Marlene Tapper, an East Elmhurst-based paralegal, lost her final appeal in Albany Tuesday after a Brooklyn appellate court upheld an Aug. 14 decision by a Queens Supreme Court judge declaring signatures on her petition were invalid.
“I can't talk right now. I'm in the fight of my life,” an emotional Tapper said Monday.
The initial suit was filed by Michael Den Dekker, a Democratic district leader and the Queens County Democratic Party's official nominee to succeed Lafayette.
“A witness at the hearing testified that she was directed by the appellant to fill in the number of signatures on a petition sheet that she did not witness,” the court decision read.
Tapper conceded at the hearing that she intentionally submitted the falsified petitions, the court documents show.
“The appellant testified that 'some [of the petition sheets] might have slipped through' and 'I might have gotten lucky' because the Board of Elections might not have detected the impropriety,” court papers said.
Tapper could face charges in the case, according to one election law expert.
“A petition for candidacy is a government document like any other,” said Nathaniel Persily, a professor at Columbia University. “If you forge it or lie on it, you are subject to criminal prosecution.”
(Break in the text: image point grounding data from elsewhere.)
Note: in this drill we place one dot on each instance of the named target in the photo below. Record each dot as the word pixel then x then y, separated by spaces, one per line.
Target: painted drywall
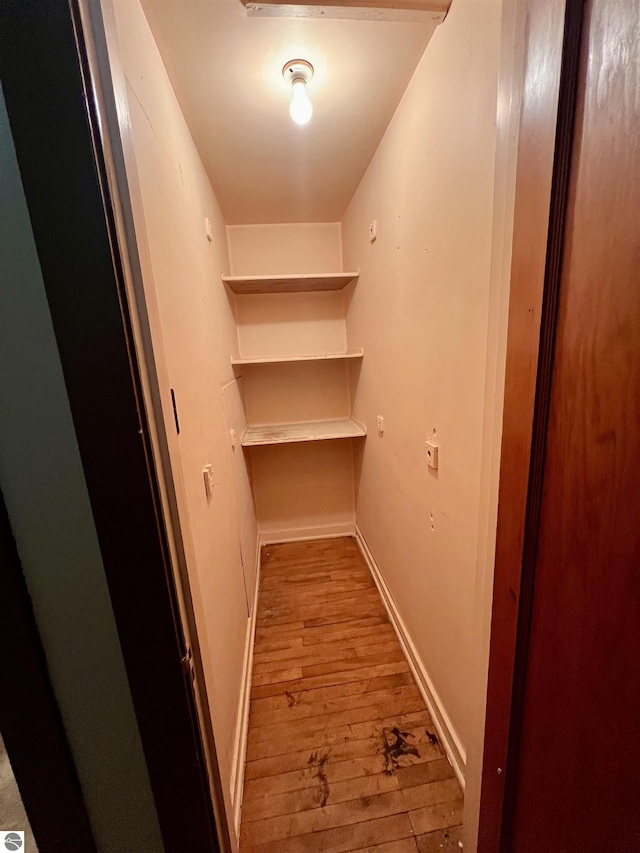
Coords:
pixel 420 310
pixel 45 492
pixel 305 489
pixel 283 249
pixel 196 336
pixel 226 67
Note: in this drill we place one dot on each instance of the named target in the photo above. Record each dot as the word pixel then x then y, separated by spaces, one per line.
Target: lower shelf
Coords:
pixel 254 436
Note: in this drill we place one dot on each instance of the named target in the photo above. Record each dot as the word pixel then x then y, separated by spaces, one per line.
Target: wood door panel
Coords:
pixel 578 775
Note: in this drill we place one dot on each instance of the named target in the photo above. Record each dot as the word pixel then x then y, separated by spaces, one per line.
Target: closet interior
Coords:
pixel 318 301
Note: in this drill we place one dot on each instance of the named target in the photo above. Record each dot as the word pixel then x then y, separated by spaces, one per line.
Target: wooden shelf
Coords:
pixel 289 283
pixel 286 359
pixel 257 435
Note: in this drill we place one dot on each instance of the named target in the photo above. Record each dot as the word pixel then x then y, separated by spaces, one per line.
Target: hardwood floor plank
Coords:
pixel 341 750
pixel 322 793
pixel 298 706
pixel 329 737
pixel 342 839
pixel 324 656
pixel 315 820
pixel 332 678
pixel 431 794
pixel 355 663
pixel 297 780
pixel 299 630
pixel 299 757
pixel 440 816
pixel 362 713
pixel 443 839
pixel 421 774
pixel 401 845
But Persily also said illegitimate petition signatures are commonplace.
“It is always the case that there are some illegitimate signatures on almost any candidate's petition,” he said. “That's because some people don't know what they're doing. You have petition circulators who are doing it for the first time or people who don't list their actual home address.”
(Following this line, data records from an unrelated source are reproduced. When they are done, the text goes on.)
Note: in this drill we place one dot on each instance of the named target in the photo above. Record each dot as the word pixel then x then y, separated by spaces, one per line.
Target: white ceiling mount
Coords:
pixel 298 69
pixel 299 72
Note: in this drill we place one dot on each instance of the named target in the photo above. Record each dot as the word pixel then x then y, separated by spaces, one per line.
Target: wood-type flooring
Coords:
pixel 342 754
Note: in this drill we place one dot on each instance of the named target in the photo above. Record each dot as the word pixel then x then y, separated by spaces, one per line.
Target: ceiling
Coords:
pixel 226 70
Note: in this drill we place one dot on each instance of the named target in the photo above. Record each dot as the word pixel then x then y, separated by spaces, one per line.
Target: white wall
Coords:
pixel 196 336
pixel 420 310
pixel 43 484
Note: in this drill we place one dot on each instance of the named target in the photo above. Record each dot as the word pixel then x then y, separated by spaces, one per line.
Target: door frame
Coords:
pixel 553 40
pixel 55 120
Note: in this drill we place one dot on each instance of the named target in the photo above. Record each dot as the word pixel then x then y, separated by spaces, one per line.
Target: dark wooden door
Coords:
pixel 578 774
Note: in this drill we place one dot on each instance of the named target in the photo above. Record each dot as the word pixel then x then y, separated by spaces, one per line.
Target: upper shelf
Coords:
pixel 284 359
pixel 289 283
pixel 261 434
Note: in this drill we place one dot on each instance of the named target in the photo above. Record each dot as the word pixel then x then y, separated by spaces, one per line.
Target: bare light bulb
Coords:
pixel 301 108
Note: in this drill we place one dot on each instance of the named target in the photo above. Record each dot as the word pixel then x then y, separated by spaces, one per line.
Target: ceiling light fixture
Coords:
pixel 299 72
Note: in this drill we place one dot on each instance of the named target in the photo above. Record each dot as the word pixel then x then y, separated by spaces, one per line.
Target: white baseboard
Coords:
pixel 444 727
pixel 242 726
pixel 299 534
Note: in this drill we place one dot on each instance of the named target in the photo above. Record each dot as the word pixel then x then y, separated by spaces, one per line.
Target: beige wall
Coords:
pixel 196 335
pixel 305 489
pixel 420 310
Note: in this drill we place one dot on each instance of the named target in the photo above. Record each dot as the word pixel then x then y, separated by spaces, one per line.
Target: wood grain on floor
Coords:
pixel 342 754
Tapper had previously criticized the departing Lafayette for gathering petition signatures after he knew he was going to resign. She got her name on the ballot just under the July 15 deadline after learning Lafayette, a 32-year veteran legislator, would not seek re-election.
“He submitted petitions on the 7th [of July], and on the 9th [of July] he signed affidavits that he was no longer a candidate,” she said in July. “And he still sent people out for a few days on his behalf. … To me, that's ethically horrible.”
In terms of fund-raising, the race did not appear to be close. Den Dekker had brought in $44,421 by the beginning of August, according to the state Board of Elections, while Tapper's ledger showed a single $25 contribution from herself.
Tapper portrayed herself as an outsider hungry for change.
“The rest of these people [in the state Legislature] are part of a clique, so eager to please the clique that they disenfranchise the masses,” she said last month. “I think people need to work together. There's people that are just too old there.”
Tapper ran unsuccessfully against City Councilman Hiram Monserrate (D-East Elmhurst) for City Council in 2005.
Afterward, she was a staffer for state Sen. John Sabini (D-Jackson Heights) until comments she allegedly made at a community meeting led Monserrate, Sabini's political foe, to suggest the senator was employing people with anti-immigrant sentiments. Sabini dismissed her.